High plains and mountain Indians, notably Sioux and Cheyenne, watching this transgression, resented both the physical act and the implied contempt of the solemn treaty. They made war. The White transgressor called upon their army for protection. In the end the Indians won a brief respite—partly because a developing railroad far to the south canceled the Bozeman Trail's short cut advantage.
The Fort
On July 13, 1866, Colonel Henry R. Carrington, leading four companies of the 18th Infantry, arrived at this site. Carrington, a competent engineer, immediately put his men to work. Through diligent labor they built, by October of that year, the basic units of what became an outstanding example of the complete, stockaded "Indian Wars" military establishment.

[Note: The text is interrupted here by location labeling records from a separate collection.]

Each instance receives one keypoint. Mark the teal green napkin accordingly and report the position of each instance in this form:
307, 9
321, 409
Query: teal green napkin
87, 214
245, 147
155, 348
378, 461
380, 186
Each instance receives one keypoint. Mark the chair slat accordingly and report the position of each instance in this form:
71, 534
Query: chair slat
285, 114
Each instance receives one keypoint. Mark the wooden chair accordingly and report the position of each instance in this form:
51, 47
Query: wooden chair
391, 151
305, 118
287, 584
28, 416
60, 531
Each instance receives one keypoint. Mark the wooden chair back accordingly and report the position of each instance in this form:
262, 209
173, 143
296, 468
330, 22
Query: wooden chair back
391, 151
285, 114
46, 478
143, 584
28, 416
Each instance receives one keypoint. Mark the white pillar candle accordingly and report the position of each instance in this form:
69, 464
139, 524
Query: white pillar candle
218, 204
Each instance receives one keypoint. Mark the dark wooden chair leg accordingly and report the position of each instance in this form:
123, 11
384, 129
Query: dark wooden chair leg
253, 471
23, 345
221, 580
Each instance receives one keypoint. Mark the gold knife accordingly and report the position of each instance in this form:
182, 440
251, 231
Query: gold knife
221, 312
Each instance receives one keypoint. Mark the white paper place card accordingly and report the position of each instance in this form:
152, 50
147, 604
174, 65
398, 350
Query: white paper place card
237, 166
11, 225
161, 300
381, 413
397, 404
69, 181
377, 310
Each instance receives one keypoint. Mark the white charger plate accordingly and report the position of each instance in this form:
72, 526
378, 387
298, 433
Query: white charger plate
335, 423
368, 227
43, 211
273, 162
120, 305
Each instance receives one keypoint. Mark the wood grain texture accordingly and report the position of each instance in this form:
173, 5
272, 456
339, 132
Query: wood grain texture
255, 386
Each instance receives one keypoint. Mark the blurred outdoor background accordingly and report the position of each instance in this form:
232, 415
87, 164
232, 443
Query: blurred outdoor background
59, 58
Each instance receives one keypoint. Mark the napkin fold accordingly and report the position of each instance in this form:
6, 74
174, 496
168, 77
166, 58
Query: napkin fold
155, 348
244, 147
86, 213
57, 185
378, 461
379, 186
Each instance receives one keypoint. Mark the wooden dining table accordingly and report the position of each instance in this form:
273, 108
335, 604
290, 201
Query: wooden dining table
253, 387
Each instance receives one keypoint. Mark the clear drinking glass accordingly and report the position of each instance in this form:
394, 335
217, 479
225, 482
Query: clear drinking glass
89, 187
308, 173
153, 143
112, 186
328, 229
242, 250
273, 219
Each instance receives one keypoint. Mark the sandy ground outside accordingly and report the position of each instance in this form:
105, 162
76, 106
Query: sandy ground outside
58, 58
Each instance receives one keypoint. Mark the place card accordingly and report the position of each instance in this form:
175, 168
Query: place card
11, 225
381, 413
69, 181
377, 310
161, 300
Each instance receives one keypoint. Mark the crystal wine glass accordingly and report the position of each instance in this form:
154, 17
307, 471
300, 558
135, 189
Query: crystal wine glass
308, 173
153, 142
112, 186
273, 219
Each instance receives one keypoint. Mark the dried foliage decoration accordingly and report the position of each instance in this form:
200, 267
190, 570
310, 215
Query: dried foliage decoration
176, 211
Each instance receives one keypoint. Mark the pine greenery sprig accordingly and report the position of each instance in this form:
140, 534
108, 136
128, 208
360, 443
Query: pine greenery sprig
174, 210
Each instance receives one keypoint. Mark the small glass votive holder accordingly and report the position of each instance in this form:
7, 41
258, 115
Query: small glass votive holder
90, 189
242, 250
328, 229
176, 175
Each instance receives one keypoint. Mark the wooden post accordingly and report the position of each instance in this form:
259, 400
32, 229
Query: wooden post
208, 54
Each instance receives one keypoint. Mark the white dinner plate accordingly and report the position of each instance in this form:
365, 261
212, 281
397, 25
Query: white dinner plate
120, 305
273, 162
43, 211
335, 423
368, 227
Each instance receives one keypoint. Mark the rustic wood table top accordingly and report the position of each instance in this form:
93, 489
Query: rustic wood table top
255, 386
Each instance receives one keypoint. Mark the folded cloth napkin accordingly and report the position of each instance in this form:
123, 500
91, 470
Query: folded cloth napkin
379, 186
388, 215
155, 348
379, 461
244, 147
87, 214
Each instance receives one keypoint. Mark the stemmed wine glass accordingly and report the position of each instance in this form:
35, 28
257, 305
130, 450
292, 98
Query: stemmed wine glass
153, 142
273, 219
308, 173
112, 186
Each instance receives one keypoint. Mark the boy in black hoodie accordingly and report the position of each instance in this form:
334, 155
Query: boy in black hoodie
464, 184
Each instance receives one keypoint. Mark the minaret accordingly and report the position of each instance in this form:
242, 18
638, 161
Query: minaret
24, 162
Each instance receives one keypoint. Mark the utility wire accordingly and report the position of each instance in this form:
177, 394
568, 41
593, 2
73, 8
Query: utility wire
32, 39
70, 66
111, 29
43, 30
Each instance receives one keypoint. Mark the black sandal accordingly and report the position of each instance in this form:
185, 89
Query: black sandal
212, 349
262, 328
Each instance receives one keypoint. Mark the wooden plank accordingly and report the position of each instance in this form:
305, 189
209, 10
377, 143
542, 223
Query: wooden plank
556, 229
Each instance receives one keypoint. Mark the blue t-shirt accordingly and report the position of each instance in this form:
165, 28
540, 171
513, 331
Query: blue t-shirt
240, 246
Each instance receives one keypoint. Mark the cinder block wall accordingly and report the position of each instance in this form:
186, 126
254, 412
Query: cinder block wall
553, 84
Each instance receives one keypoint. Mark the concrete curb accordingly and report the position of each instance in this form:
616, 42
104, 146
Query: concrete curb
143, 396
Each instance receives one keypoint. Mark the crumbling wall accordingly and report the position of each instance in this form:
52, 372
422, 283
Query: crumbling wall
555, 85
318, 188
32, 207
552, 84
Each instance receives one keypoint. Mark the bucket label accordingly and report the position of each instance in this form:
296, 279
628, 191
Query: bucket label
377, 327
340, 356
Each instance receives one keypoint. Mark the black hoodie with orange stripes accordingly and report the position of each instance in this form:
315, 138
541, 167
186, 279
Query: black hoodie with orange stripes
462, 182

From here, as you face across the tablet, extends the ground where Fort Phil Kearny once stood. Replacement posts mark the original corners of the 800' x 600' stockade. Beyond, contiguous cavalry and quartermaster corrals are marked. At the south west end an animal watering watering gap jutted into Little Piney Creek. The Bozeman Trail passed roughly parallel to the north east side.
Fort Phil Kearny was usually garrisoned by four to six infantry companies, plus one or two companies of cavalry. However, so closely did the Sioux and Cheyenne warriors under the tactician Red Cloud invest the post that these troops were frequently unable to perform Bozeman Trail convoy duty. Incidents of hostility were the daily rule and several of the most famous engagements of the "Indian Wars" relate to this fort.
The military abandoned the fort in August 1868, and it was burned by a band of Cheyenne.